Guided by the CASA (Computers Are Social Actors) paradigm and the Machine Heuristic framework, the authors design a “machine‑identity‑based” chatbot. The design has two main components. First, a prompt engineering layer injects a meta‑statement (“I am an AI with distinct computational traits”) into GPT‑4, encouraging the model to generate self‑referential jokes that play on algorithmic quirks, data bias, and the absurdity of being a machine. Second, an interactive web interface simulates a stand‑up stage: the AI delivers jokes in real time, receives textual audience feedback (emoticons, chat comments), and adjusts timing and punchline delivery accordingly. Visual cues such as code snippets or “system error” graphics are also displayed to reinforce the machine persona.

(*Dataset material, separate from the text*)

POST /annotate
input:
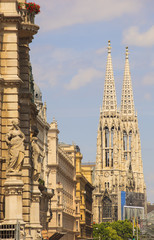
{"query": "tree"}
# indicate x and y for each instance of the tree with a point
(118, 230)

A user study with 32 adult participants (balanced gender, ages 20‑45) compared the machine‑identity agent against a baseline GPT‑4 agent that received the same comedic prompt but without the identity framing. Participants watched a five‑minute performance and then completed Likert‑scale questionnaires measuring perceived funniness, novelty, intimacy, trust, and predictability. Statistical analysis (independent‑samples t‑tests) showed that the machine‑identity condition scored significantly higher on funniness (M = 5.3 vs. 4.1, p = 0.02) and novelty (M = 5.8 vs. 4.5, p = 0.01). Qualitative comments highlighted that jokes about “my charging dock” or “my occasional hallucination” felt unexpectedly fresh and leveraged the AI’s self‑awareness.

The authors discuss several implications. Conceptually, they demonstrate that identity‑driven comedic strategies, long recognized in human performance, can be abstracted to non‑human agents by redefining identity in computational terms. Practically, the findings suggest that embedding machine‑specific traits into prompt design and interface cues can enhance audience engagement with AI‑generated humor. Limitations include the modest sample size, cultural homogeneity of participants, and the reliance on text‑only delivery, which may not capture the full richness of live stand‑up. Future work is proposed to explore multilingual, multicultural audiences, incorporate multimodal cues (voice intonation, gestures), and examine ethical concerns around self‑deprecating AI humor that might blur human‑machine boundaries or reinforce stereotypes about AI.

In sum, the study offers a novel design framework that positions machine identity as a core creative resource, opening a new research avenue for human‑AI interaction that moves beyond functional assistance toward culturally and socially resonant AI personas.